American media executive

Rob Curley (born January 10, 1971) is the former president and executive editor of Greenspun Interactive, the new-media division of the Las Vegas Sun and Greenspun Media Group. Curley has been distinguished for his work in hyperlocal convergence journalism. He left the Sun in May 2012 to pursue other interests.

In 2016 Curley became the editor for The Spokesman-Review in Spokane, Washington. He was placed on administrative leave in 2026 pending investigation.

==Naples Daily News==
Prior to joining the Las Vegas Sun in June 2008, Curley was the Vice President of Product Development for Washingtonpost.Newsweek Interactive for two years. Curley was brought on to the WPNI staff on October 2, 2006.

Prior to moving to The Washington Post, Rob Curley was the Director of New Media/Convergence of the Naples Daily News between 2005 and 2006.

With his team of Eric Moritz (programmer), Levi Chronister (site manager), and Kori Rumore (designer), they redesigned the award-winning Bonitanews.com. Under Curley's leadership, the work of Ellyn Angelotti at Bonitanews.com picked up a NAA Digital Edge award for "Most Innovative Multimedia Storytelling" in February, 2006 for its high school sports coverage.

The Naples Daily News main site, Naplesnews.com, was relaunched in January, 2006 with much of the same team, Eric Moritz (programmer), Levi Chronister (site manager), and Todd Soligo (designer).

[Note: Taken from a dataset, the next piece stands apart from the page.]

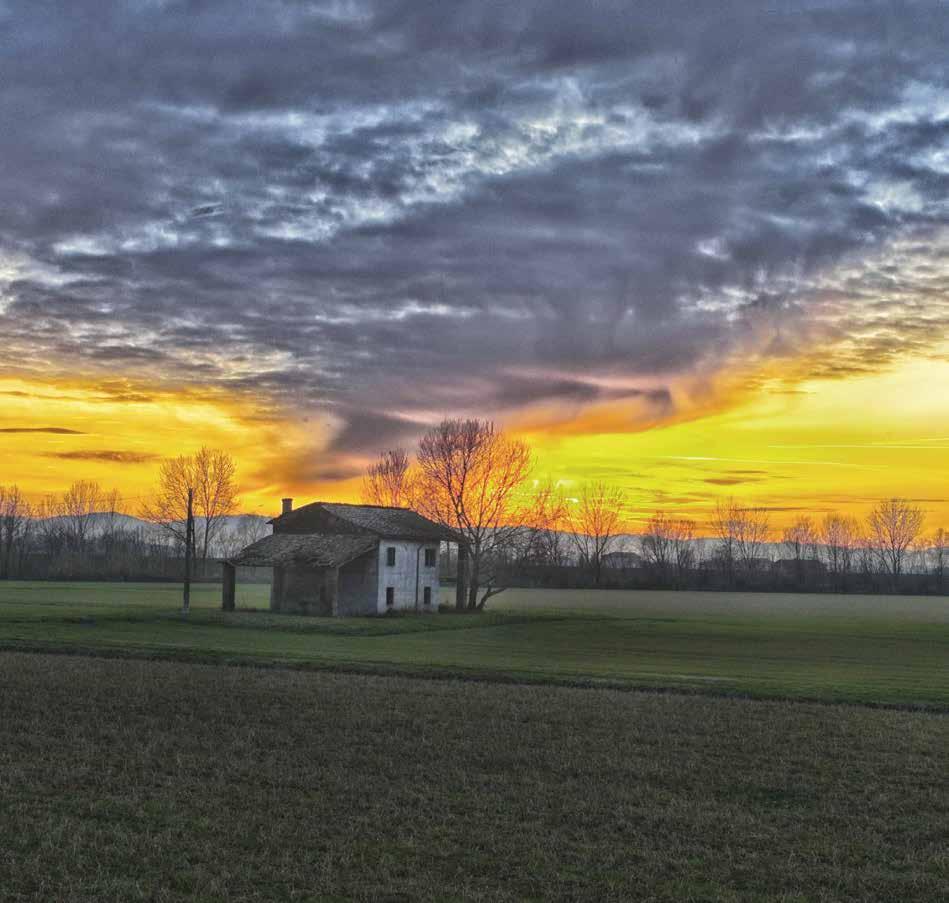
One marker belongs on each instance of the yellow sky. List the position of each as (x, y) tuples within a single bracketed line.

Under Curley's leadership, Naplesnews.com received an Editor & Publisher Eppy Award for "Best Internet News Service (fewer than one million unique visitors per month) in 2006".

== The Spokesman Review ==
Curley joined The Spokesman Review in August 2016 and is the Executive Editor as of 2023.

===2026 investigation===
On August 11, 2026 The Spokesman-Review and Cowles Company announced Curley was placed on administrative leave pending an investigation into several personnel complaints.